No matter how you cut it...infidelity is never the answer to marriage woes. Don't blame your H for your kissing OM. That was your choice. The correct choice, however, was working on his problem and if it is something unsurmountable divorce. Introducing OM was the one most incorrect response you took to resolve your marriage issues. Own it. Your H is now owning his portion of the 50/50 marriage. He is getting help. He is working on himself and looking to make it right. Meanwhile you are blaming him for creating a mess that you had a hand in. Now the mess is worse. Sorry to be harsh here but you are putting the entire mess squarely on your H lap. Now that you H has apologized for what he said in his drunken outburst to you, the kids and family how have you apologized to your H, kids and family traumatizing your marriage with OM? 

Has your H exposed what your indiscretion to everyone or was there no consequences? Was OM W told of what had occurred. If not, guess what your H is suffering alone? Where is OM now? Has a NC letter been sent to OM? All of your PW and phone are accessible to your H. Understand....you have lost his trust. Hard to get that back. If at all.


----------



## ANK (Apr 6, 2015)

Yeswecan said:


> No matter how you cut it...infidelity is never the answer to marriage woes. Don't blame your H for your kissing OM. That was your choice. The correct choice, however, was working on his problem and if it is something unsurmountable divorce. Introducing OM was the one most incorrect response you took to resolve your marriage issues. Own it. Your H is now owning his portion of the 50/50 marriage. He is getting help. He is working on himself and looking to make it right. Meanwhile you are blaming him for creating a mess that you had a hand in. Now the mess is worse. Sorry to be harsh here but you are putting the entire mess squarely on your H lap. Now that you H has apologized for what he said in his drunken outburst to you, the kids and family how have you apologized to your H, kids and family traumatizing your marriage with OM?
> 
> Has you H exposed what your indiscretion to everyone or was there no consequences? Was OM W told of what had occurred. If not, guess what your H is suffering alone? Where is OM now? Has a NC letter been sent to OM? All of you PW and phone are accessible to your H. Understand....you have lost his trust. Hard to get that back. If at all.

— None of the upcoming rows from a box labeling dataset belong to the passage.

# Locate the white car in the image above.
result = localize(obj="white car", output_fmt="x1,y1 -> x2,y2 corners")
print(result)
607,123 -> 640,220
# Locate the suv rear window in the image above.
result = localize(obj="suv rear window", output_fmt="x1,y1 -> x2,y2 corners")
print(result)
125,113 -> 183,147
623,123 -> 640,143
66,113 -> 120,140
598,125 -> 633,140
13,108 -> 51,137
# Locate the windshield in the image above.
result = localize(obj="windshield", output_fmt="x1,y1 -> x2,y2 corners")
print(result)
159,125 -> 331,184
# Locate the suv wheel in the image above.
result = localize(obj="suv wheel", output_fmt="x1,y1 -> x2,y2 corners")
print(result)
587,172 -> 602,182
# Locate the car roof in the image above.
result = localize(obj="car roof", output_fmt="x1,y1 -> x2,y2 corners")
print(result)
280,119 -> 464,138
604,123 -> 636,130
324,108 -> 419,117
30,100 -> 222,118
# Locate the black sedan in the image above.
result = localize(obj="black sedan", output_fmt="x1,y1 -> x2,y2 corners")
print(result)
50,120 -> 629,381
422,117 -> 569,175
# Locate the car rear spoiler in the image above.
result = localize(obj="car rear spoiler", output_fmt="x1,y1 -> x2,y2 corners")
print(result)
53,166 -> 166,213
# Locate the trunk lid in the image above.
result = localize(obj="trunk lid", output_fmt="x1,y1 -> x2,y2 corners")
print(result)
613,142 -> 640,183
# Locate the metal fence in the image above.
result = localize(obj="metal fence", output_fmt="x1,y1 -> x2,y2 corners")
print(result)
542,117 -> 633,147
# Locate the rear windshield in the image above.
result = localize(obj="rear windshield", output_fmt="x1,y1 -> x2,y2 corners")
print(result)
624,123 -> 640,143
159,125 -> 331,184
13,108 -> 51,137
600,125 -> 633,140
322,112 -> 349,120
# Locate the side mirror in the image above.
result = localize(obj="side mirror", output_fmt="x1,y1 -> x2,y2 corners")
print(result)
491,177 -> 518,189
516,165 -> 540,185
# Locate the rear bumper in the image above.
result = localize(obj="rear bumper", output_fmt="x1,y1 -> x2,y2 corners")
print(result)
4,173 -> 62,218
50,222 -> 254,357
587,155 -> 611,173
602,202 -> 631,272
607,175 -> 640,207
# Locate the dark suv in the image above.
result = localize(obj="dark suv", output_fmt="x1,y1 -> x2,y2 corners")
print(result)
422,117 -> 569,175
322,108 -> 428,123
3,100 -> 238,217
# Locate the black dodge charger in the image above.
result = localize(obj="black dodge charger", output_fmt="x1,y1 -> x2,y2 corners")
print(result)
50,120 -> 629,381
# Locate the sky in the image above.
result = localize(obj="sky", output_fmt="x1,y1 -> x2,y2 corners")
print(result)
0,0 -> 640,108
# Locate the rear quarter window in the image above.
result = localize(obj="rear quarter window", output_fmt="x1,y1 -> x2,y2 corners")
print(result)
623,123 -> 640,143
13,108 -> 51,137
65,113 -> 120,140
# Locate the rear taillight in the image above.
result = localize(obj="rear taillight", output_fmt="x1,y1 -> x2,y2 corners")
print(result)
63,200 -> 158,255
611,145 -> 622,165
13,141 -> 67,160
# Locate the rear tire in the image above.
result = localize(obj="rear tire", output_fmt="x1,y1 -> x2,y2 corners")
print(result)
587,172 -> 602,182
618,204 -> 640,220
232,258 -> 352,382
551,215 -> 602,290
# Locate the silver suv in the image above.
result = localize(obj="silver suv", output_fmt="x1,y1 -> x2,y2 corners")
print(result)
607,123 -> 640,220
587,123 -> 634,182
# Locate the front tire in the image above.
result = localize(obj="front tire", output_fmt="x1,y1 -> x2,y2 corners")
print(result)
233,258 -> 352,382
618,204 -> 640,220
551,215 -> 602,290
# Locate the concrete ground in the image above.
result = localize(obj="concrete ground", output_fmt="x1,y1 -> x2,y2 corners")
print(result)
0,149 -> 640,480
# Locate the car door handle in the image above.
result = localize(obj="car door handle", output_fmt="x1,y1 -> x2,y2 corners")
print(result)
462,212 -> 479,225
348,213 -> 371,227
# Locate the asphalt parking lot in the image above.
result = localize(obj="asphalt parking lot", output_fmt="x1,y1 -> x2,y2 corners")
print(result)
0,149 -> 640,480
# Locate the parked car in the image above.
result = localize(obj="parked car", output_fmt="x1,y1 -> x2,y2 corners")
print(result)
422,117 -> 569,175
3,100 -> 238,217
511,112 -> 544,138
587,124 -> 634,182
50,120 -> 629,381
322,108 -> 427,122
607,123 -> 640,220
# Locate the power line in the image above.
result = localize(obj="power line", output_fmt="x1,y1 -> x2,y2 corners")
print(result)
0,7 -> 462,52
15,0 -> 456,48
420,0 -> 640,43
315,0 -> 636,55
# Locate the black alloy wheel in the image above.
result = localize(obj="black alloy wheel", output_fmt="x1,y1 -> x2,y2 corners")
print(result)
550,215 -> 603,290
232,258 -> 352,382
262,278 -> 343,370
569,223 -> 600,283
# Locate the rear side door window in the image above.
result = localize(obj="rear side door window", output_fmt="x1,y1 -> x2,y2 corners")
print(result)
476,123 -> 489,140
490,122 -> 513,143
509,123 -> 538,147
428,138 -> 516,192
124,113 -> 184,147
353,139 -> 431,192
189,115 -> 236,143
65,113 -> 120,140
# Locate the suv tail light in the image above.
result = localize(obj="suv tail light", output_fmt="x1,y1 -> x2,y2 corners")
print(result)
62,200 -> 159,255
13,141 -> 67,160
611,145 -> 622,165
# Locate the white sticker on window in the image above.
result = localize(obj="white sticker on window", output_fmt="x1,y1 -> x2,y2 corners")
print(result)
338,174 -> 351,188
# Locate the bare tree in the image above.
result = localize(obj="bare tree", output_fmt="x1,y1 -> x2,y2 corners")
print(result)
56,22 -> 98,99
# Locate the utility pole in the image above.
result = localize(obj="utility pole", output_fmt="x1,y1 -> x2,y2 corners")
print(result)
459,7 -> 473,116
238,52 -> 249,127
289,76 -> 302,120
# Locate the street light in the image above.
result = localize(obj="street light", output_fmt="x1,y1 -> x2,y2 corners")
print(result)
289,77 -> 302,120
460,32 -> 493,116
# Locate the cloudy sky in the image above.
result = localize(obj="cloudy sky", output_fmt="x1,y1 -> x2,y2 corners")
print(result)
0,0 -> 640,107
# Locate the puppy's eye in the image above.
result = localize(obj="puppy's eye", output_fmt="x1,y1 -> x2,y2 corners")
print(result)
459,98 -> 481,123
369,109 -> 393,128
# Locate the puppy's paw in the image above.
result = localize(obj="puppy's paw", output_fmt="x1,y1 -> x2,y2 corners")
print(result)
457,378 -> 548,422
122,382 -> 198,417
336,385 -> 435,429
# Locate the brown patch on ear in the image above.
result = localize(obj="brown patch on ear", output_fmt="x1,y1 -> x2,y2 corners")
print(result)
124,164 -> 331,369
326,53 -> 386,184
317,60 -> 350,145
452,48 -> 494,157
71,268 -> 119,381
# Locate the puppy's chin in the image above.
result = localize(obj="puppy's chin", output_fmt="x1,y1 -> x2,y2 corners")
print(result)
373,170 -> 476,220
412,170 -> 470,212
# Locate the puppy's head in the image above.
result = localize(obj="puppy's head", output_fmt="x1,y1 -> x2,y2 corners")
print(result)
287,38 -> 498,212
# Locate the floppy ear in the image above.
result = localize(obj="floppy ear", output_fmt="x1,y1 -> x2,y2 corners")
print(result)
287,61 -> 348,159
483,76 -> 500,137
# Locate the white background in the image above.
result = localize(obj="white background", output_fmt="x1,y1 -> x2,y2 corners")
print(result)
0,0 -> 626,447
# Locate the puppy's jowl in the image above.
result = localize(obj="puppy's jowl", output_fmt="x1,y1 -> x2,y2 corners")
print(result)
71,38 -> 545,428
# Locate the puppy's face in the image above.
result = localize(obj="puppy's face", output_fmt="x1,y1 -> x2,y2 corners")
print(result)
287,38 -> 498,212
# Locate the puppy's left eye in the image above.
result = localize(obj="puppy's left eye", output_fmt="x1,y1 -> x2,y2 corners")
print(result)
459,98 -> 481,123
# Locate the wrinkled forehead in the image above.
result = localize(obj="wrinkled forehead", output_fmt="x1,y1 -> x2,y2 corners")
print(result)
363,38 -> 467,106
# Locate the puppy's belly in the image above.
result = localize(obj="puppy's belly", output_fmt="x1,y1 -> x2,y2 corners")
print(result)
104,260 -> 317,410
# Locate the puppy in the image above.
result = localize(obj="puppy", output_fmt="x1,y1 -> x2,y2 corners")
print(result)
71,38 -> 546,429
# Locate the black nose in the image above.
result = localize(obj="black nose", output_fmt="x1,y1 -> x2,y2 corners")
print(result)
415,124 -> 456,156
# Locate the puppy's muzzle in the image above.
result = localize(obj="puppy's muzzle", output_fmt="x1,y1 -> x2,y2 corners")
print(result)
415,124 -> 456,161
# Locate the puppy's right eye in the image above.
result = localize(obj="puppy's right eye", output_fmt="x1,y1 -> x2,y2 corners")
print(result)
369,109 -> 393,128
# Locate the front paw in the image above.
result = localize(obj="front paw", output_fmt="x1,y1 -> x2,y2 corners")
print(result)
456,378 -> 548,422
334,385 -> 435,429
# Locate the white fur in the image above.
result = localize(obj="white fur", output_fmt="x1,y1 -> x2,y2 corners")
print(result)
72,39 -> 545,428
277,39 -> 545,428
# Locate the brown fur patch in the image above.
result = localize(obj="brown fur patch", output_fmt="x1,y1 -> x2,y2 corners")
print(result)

I told the guy not to communicate with me at all and I have not seen or spoken to him via phone or any other method except for that one time to say to stay away from me. I have apologized for my mistake at least 100 times and my husband or myself have told everyone in my family that I was unfaithful. To say that my husband is suffering alone is crap.


----------



## SecondTime'Round (Jan 15, 2015)

Some life insurance policies do pay for suicide. Many years ago the neighbor of a friend of mine committed suicide and his wife was still able to cash in the $500,000 life insurance policy. I think it's kindof a "myth" that no policies work this way.

I will say that I understand your H's outburst and threat. I've done the same thing when I was out of my mind with uncertainty. Would I have done it? No, because I love my kids too much. But I said it, and I actually did mean that I was hurting that much. I don't feel that way at all anymore, thankfully. 

I don't really have any advice, but I also wanted to commend you for putting a stop to the possible affair before it got legs!


----------



## Yeswecan (Jul 25, 2014)

ANK said:


> I told the guy not to communicate with me at all and I have not seen or spoken to him via phone or any other method except for that one time to say to stay away from me. I have apologized for my mistake at least 100 times and my husband or myself have told everyone in my family that I was unfaithful. To say that my husband is suffering alone is crap.


If your looking for validation of infidelity you will not find it here. You have no idea what your H is suffering. It is humiliating. You do not appear remorseful. 

So a drunken night the alcohol allows your H to say things that he has been harboring. You stand aghast. Now you know what your your H is suffering. Honestly, your H is talking life insurance policies, hurting OM and doing himself in. You have no idea what he is suffering alone?


----------



## SecondTime'Round (Jan 15, 2015)

Yeswecan said:


> If your looking for validation of infidelity you will not find it here. You have no idea what your H is suffering. It is humiliating. You do not appear remorseful.
> 
> So a drunken night the alcohol allows your H to say things that he has been harboring. You stand aghast. Now you know what your your H is suffering. Honestly, your H is talking life insurance policies, hurting OM and doing himself in. You have no idea what he is suffering alone?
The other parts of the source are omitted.